Cosimo Rosselli (1439–1507) was an Italian painter of the Quattrocento, active mainly in his birthplace of Florence, but also Lucca earlier in his career, and from 1480 in the Sistine Chapel in Rome, where he painted some of the large fresco panels on the side walls. Despite being roughly the same age (slightly older in each case) as Sandro Botticelli, Pietro Perugino and Domenico Ghirlandaio, the other leading Florentine painters, all regarded as greater talents, Rosselli was still able to win several large commissions, which is a testament to the high level of activity in the city.
He painted almost entirely religious subjects, with a few portraits. He did other large frescos with his workship, from which Fra Bartolomeo and Piero di Cosimo, who married Roselli's daughter, were his most famous pupils. These include a chapel in Sant'Ambrogio, Florence and one of the large spaces in the cloister of Santissima Annunziata, Florence.
Cosimo was born in Florence. In 1460, at the age of fourteen, he became a pupil of Neri di Bicci, working as an assistant to his cousin Bernardo di Stefano Rosselli. A first youthful work of Cosimo mentioned by Giorgio Vasari is the Assumption of the Virgin altarpiece in the third chapel on the left of the nave in Sant'Ambrogio in Florence.
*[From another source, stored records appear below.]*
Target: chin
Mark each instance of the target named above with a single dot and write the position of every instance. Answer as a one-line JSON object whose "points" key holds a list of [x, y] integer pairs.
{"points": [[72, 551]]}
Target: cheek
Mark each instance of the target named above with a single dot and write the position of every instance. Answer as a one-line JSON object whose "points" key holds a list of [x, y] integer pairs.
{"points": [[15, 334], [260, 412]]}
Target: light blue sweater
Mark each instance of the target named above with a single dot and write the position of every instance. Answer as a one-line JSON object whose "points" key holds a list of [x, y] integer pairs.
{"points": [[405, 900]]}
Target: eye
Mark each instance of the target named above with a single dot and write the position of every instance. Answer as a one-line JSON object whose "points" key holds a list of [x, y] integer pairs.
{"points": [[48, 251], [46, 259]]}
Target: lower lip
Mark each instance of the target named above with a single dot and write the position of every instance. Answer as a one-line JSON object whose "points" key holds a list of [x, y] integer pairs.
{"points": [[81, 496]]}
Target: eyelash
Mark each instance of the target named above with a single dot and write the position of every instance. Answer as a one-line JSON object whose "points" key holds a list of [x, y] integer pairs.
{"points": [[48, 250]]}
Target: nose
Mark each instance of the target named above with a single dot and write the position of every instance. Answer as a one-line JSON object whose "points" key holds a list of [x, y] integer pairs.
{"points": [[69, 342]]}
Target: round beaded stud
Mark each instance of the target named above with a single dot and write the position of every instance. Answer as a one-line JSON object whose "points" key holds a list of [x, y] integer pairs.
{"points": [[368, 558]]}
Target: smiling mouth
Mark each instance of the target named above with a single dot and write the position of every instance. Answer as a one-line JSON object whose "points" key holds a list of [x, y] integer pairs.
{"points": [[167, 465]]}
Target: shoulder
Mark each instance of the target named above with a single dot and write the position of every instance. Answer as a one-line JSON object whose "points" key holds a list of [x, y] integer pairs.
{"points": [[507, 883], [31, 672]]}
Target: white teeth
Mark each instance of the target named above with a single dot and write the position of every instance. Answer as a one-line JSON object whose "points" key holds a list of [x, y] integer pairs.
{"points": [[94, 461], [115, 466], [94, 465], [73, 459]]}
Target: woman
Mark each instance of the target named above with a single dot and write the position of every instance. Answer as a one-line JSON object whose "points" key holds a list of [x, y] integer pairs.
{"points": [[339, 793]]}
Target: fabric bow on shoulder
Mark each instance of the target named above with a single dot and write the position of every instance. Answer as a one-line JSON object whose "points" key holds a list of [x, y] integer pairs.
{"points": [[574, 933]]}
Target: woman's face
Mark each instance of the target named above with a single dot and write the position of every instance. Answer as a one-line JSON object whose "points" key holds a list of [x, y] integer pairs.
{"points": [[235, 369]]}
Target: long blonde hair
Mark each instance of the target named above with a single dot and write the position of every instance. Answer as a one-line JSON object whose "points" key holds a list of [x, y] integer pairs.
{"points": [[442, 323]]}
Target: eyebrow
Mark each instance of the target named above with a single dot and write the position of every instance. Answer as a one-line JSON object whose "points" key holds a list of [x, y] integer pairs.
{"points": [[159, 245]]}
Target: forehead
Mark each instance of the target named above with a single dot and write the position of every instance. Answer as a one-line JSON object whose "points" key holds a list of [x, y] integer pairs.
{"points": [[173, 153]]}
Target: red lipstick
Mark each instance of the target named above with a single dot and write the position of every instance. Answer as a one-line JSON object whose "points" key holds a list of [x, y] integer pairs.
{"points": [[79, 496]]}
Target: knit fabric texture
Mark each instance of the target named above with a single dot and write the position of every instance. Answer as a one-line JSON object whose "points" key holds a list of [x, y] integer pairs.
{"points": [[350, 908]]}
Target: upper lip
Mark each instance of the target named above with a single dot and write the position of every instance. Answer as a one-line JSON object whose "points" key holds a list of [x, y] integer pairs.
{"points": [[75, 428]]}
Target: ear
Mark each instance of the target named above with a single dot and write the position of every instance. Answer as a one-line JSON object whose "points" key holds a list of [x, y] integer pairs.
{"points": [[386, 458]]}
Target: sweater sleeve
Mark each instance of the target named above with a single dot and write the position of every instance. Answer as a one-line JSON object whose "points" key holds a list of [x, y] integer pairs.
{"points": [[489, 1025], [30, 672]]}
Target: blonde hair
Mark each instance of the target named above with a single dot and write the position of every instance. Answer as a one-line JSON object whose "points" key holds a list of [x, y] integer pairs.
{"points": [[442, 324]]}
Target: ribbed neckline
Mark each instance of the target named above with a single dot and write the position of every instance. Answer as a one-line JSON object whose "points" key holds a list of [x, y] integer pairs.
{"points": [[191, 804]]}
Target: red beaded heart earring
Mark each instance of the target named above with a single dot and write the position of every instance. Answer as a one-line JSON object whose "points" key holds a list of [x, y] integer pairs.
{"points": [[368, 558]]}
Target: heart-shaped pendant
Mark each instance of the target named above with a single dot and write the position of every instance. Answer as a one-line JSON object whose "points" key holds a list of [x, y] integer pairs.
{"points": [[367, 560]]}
In the same church, on the wall of one of the chapels, is a fresco by Cosimo which Vasari praises highly, especially for a portrait of the young scholar Pico of Mirandola. The scene, a procession bearing a miracle-working chalice, is painted with vigor and less mannerism than most of this artist's work. A picture painted by Rosselli for the church of the Annunziata, with figures of SS. Barbara, Matthew and the Baptist, is in the Academy of Florence.